Zo kon Immanuël intrek nemen in de stad en Zijn heerlijkheid openbaren. Maar ach, de strijd was niet voorbij. In de stad kwam zoveel verval dat Diabolus met zijn diabolisten nog danig tekeer gingen.

Bunyan schrijft: ‘U hebt nu al lang genoeg in het portaal van dit boek gestaan (...). Denk eraan dat het boek in beeldspraak geschreven is. De kans is groot dat u in de uitleg van de verborgenheden dwaalt. U kunt de uitleg van moeilijke gedeelten in een voetnoot vinden. Dat is de sleutel, waarmee de geheimen ontraadseld kunnen worden. De sleutel ligt in het raamkozijn. Wees gegroet! Bedenk de ernst van dit boek! Misschien dat men straks uw doodsklok luiden moet!’

Stad Mensziel

Bunyan tekent eerst de oorsprong van Stad Mensziel.

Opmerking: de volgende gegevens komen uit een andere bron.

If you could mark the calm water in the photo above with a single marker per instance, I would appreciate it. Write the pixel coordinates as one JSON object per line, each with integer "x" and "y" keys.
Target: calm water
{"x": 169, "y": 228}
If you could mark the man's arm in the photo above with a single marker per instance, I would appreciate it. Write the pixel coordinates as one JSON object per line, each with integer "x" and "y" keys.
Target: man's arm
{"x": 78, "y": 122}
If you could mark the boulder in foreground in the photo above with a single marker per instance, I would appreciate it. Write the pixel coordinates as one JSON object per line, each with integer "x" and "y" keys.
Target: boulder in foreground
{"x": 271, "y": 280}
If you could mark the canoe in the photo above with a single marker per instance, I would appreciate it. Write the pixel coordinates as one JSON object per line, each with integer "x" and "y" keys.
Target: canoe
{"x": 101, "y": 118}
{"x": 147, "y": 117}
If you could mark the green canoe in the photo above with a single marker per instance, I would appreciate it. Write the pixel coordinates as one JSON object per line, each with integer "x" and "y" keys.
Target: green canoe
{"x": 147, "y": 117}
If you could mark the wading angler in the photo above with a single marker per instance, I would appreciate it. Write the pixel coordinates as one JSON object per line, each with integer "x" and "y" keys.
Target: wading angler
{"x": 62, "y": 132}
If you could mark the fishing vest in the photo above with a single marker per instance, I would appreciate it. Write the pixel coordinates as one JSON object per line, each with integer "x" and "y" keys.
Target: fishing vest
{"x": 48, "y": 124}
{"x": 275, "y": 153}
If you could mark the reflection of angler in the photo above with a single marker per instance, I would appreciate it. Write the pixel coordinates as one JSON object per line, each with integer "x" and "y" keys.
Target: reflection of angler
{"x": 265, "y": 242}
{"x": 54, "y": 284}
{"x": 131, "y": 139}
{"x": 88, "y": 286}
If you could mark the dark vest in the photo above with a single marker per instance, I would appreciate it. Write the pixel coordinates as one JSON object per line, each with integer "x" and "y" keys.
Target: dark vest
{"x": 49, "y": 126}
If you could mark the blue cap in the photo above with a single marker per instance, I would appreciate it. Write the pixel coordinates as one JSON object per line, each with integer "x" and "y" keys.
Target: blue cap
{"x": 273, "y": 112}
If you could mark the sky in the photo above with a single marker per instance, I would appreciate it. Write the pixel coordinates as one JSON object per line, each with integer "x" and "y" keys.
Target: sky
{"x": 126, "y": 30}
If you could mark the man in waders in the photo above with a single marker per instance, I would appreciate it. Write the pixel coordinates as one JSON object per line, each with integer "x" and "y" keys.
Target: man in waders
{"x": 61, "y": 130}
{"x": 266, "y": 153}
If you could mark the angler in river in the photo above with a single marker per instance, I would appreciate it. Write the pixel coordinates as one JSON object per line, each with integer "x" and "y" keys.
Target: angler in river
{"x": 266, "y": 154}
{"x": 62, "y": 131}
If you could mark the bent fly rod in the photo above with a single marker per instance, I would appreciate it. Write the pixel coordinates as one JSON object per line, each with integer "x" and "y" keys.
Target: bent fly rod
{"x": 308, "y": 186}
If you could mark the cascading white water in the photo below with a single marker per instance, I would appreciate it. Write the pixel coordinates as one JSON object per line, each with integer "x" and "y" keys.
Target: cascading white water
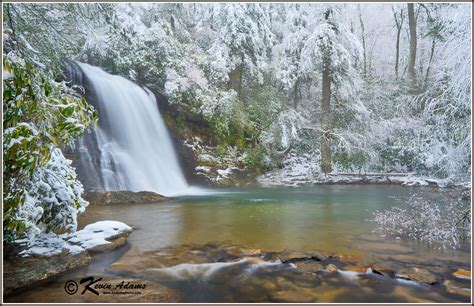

In wel zeven voorrechten laat hij ons de ‘staat der rechtheid’ zien. Tot onze overdenking! Hopelijk tot bekering! Want, geliefde lezer(es), het is goed om te overdenken waar wij vandaan komen. Zo is het immers nu niet meer? Hopelijk ook tot onderwijzing. Want de Heere brengt Zijn kinderen terug naar het paradijs om ze te leren hoe goed en recht ze uit Zijn handen zijn voortgekomen. De ligging van Mensziel valt op: tussen twee werelden, namelijk de tegenwoordige en de toekomende wereld. Ze is dus geschapen voor een eeuwigheid! Daarom heet ze ook Mensziel! Weten wij het ook, lezer(es), dat we reizen naar een eeuwigheid? Dat we een kostbare ziel in ons binnenste omdragen? Ach, met ons verstand zullen we dat wel beamen. Maar aan de vruchten van ons leven is te zien dat we het niet geloven!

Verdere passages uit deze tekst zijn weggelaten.